Mon, 01/07/2008 - 6:54am
A new study estimates that the US pharmaceutical industry spends almost twice as much on promotion as it does on research and development.

This estimate by researchers at York University, Toronto, Canada, based on the collection of data from the industry and doctors during 2004, shows the U.S. pharmaceutical industry spent 24.4% of the sales dollar on promotion, versus 13.4% for research and development, as a percentage of US domestic sales of US$235.4 billion.
 
"The Cost of Pushing Pills: A New Estimate of Pharmaceutical Promotion Expenditures in the United States" is co-authored by PhD candidate Marc-André Gagnon, who led the study with Joel Lexchin, a researcher of pharmaceutical promotion, Toronto physician, and Associate Chair of York’s School of Health Policy & Management in the Faculty of Health. Their study appears in the January 3, 2008 issue of PLoS Medicine, an online journal published by the Public Library of Science.

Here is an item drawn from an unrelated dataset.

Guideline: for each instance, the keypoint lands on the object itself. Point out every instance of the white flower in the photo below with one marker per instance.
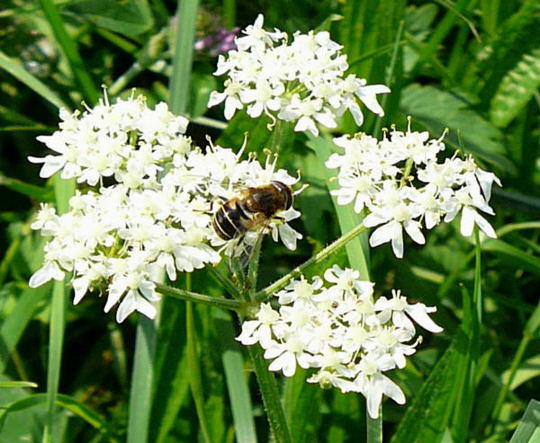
(401, 186)
(154, 216)
(302, 81)
(340, 331)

The authors examined the 2004 reports of IMS Health (IMS) and CAM Group (CAM), two international market research companies that provide the pharmaceutical industry with sales/marketing data and consulting services. IMS obtains its data by surveying pharmaceutical firms, while CAM surveys doctors, which explains important discrepancies in the data they provide.
 
The researchers used 2004 as the comparison year because it was the latest year in which information was available from both organizations.
 
Gagnon's and Lexchin's report that the new estimate of total promotional costs is consistent with estimates of promotional spending by the U.S. pharmaceutical industry from other sources they scrutinized, including reports by Consumers International, a non-governmental organization which represents consumer groups and agencies worldwide; Office of Technology Assessment, which extrapolated results from the cost structure of Eli Lilly; Marcia Angell, former editor-in-chief of the New England Journal of Medicine, who extrapolated data from Novartis Inc., a company which distinguishes marketing from administration expenditures in its annual reports; and the United Nations Industrial Development Organization.

The study's findings supports the position that the US pharmaceutical industry is marketing-driven and challenges the perception of a research-driven, life-saving, pharmaceutical industry, while arguing in favor of a change in the industry's priorities in the direction of less promotion, according to Gagnon and Lexchin.